We're running a single-node ELK cluster (Elasticsearch and Logstash) on the same host, but each in their own docker container, both version 7.3.0.
The system has been stable for the past 5 months, ingesting around 20k logs per minute.
An incident occurred when logs stopped flowing to Elasticsearch, by inspecting the stack metrics, Elasticsearch was green, utilizing only 20% of its JVM Heap, sitting idle, not indexing any-data. but respond to queries with the expected performance.
By checking CPU and Memory usage, the entire host CPU was stable at 2%, and memory usage was as heaps were configured.
No logs (Errors or Warnings) are on either Elasticsearch or Logstash, I was suspecting GC logs but there weren't any.
By restarting Logstash, everything started flowing again and Elasticsearch started indexing millions of accumulated logs.
The other day the same incident happened, I did more inspection, Logstash was holding a connection with every filebeat agent shipping logs. however, there wasn't any network traffic happening (really minor KBs every now and then).
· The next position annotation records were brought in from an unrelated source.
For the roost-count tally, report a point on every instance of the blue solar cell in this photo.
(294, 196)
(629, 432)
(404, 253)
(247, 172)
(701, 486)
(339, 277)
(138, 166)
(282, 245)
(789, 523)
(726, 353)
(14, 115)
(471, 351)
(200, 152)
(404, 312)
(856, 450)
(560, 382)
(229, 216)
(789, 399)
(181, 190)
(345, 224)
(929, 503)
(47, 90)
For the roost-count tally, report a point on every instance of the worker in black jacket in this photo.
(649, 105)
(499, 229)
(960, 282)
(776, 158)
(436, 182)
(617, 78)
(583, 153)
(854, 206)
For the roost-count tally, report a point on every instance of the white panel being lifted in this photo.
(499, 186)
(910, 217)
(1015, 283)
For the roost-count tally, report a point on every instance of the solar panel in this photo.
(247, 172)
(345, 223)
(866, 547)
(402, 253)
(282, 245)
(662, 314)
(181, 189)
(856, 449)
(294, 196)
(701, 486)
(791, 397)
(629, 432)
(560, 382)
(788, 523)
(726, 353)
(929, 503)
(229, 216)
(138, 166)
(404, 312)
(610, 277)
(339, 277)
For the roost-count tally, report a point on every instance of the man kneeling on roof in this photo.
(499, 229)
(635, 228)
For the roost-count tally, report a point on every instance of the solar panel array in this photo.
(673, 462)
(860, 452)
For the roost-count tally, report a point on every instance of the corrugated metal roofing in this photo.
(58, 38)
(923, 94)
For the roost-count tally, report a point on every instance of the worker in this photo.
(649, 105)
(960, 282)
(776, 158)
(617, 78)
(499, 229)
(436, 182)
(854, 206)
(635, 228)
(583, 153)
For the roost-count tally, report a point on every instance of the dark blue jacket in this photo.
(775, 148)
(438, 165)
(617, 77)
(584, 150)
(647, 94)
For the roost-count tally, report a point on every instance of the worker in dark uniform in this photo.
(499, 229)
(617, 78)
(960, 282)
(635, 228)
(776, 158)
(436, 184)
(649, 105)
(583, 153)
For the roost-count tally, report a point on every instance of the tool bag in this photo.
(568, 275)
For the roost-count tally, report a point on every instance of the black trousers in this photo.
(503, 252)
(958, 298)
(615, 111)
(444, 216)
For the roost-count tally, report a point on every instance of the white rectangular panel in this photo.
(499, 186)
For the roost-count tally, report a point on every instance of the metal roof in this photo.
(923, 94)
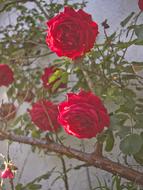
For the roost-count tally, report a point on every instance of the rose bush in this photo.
(7, 111)
(7, 173)
(71, 33)
(6, 75)
(140, 3)
(83, 115)
(44, 115)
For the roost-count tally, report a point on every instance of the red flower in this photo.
(83, 115)
(71, 33)
(7, 111)
(6, 75)
(46, 76)
(25, 95)
(7, 173)
(44, 114)
(140, 3)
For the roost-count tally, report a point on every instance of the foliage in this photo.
(115, 79)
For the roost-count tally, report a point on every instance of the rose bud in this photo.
(71, 33)
(7, 173)
(83, 115)
(44, 115)
(25, 95)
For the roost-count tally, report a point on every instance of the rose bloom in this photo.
(48, 71)
(44, 115)
(71, 33)
(25, 95)
(140, 3)
(83, 115)
(7, 111)
(6, 75)
(7, 173)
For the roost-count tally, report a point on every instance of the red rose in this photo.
(46, 76)
(83, 115)
(7, 111)
(25, 95)
(6, 75)
(44, 114)
(71, 33)
(140, 3)
(7, 173)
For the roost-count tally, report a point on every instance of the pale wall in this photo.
(114, 11)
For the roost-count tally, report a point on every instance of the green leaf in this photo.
(57, 74)
(139, 31)
(139, 156)
(19, 186)
(127, 19)
(131, 144)
(34, 186)
(109, 141)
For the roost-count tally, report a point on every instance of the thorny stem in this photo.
(96, 161)
(87, 169)
(65, 173)
(12, 184)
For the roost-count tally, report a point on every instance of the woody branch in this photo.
(92, 160)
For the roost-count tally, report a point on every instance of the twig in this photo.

I tried restarting the filebeat agents that connect to logstash, but that didn't solve it.
Again, restarting Logstash solved everything.
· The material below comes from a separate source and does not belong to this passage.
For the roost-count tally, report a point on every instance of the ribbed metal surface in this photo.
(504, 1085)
So, Logstash stops accepting events from filebeat agents, and sit idle, not spitting any logs, and not emitting any events, while:
- It still hold connections to the Filebeat Agents
- CPU and Memory are not utilizied, so It is not a resource problem.
- The host is not throttled on IOPs (It's an EC2 instance)
- Metrics shows sudden drops in events.
- No logs indicating any problem.
- Pipeline type is in-memory.
- Restarting solves everything.